SQL Server Generate UNIQUE random string

2020-08-05 11:34发布

问题:

With help of Zohar Answer, I got SQL function to generate random string but I am facing the problem with duplicate.

Query

Create FUNCTION [dbo].[MaskGenerator]
(    
    @Prefix nvarchar(4000), -- use null or an empty string for no prefix    
    @suffix nvarchar(4000), -- use null or an empty string for no suffix    
    @MinLength int, -- the minimum length of the random part    
    @MaxLength int, -- the maximum length of the random part    
    @Count int, -- the maximum number of rows to return. Note: up to 1,000,000 rows           
    @CharType tinyint -- 1, 2 and 4 stands for lower-case, upper-case and digits. 
                      -- a bitwise combination of these values can be used to generate all possible combinations: 
                      -- 3: lower and upper, 5: lower and digis, 6: upper and digits, 7: lower, upper nad digits
)
RETURNS TABLE
AS 
RETURN 

-- An inline tally table with 1,000,000 rows
WITH E1(N) AS (SELECT N FROM (VALUES (1), (2), (3), (4), (5), (6), (7), (8), (9), (10)) V(N)), -- 10
     E2(N) AS (SELECT 1 FROM E1 a, E1 b), --100
     E3(N) AS (SELECT 1 FROM E2 a, E2 b), --10,000
     Tally(N) AS (SELECT ROW_NUMBER() OVER (ORDER BY @@SPID) FROM E3 a, E2 b) --1,000,000 

SELECT TOP(@Count)  N As Number, 
        CONCAT(@Prefix, (
        SELECT  TOP (Length) 
                -- choose what char combination to use for the random part
                CASE @CharType 
                    WHEN 1 THEN LOWER
                    WHEN 2 THEN UPPER
                    WHEN 3 THEN IIF(Rnd % 2 = 0, LOWER, UPPER)
                    WHEN 4 THEN Digit
                    WHEN 5 THEN IIF(Rnd % 2 = 0, LOWER, Digit)
                    WHEN 6 THEN IIF(Rnd % 2 = 0, UPPER, Digit)
                    WHEN 7 THEN 
                        CASE Rnd % 3
                            WHEN 0 THEN LOWER
                            WHEN 1 THEN UPPER
                            ELSE Digit
                        END
                END
        FROM Tally As T0  
        -- create a random number from the guid using the GuidGenerator view
        CROSS APPLY (SELECT ABS(CHECKSUM(NewGuid)) As Rnd FROM GuidGenerator) AS RAND
        CROSS APPLY
        (
            -- generate a random lower-case char, upper-case char and digit
            SELECT  CHAR(97 + Rnd % 26) As LOWER, -- Random lower case letter
                    CHAR(65 + Rnd % 26) As UPPER,-- Random upper case letter
                    CHAR(48 + Rnd % 10) As Digit -- Random digit
        ) AS Chars
        WHERE  T0.N <> -T1.N -- Needed for the subquery to get re-evaluated for each row
        FOR XML PATH('') 
        ), @Suffix) As RandomString
FROM Tally As T1 
CROSS APPLY
(
    -- Select a random length between @MinLength and @MaxLength (inclusive)
    SELECT TOP 1 N As Length
    FROM Tally As T2
    CROSS JOIN GuidGenerator 
    WHERE T2.N >= @MinLength
    AND T2.N <= @MaxLength
    AND T2.N <> t1.N
    ORDER BY NewGuid
) As Lengths;

Above function will provide the random string based on its parameter. For example below query will generate 100 random strings with formation of Test_Product_. the result sets having duplicate values which needs to be ignore. I have tried applying row_number but its slow down the query performance also requesting count is not coming.

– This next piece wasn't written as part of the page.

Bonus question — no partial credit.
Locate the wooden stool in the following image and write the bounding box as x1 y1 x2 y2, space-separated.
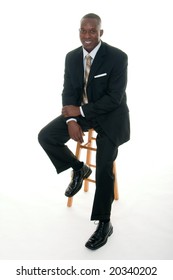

SELECT * FROM dbo.MaskGenerator('Test_Product_',null,1,4,100,4) ORDER BY 2

I have made fiddle demo here : SQL Fiddle and my attempt also here

回答1:

Basically, this is an effect of the birthday problem.
The best solution I can offer as of now is to generate twice as many random strings you need, then select top 100 distinct values from them:

SELECT TOP 100 RandomString, ROW_NUMBER() OVER(ORDER BY @@SPID) As Number
FROM 
(
  SELECT DISTINCT RandomString 
  FROM dbo.MaskGenerator('Test_Product_',null,1,4,200,4)
) As Rnd
ORDER BY RandomString

This might seem like a waist since you're generating twice as many random strings as you need, However:

  1. I'm not sure that's actually the case. The query optimizer might just stop execution once you have 100 distinct values.

  2. Performance tests I've done for this function (on a relatively strong SQL Server 2016) shows it is lightning-fast, at least with a small number of strings:

    • Generating 200 strings average around 23 milliseconds.
    • Generating 2000 strings average around 55 milliseconds.
    • Generating 100,000 strings average around 2.8 seconds.

Generating 1 million strings, however, average around 30 seconds.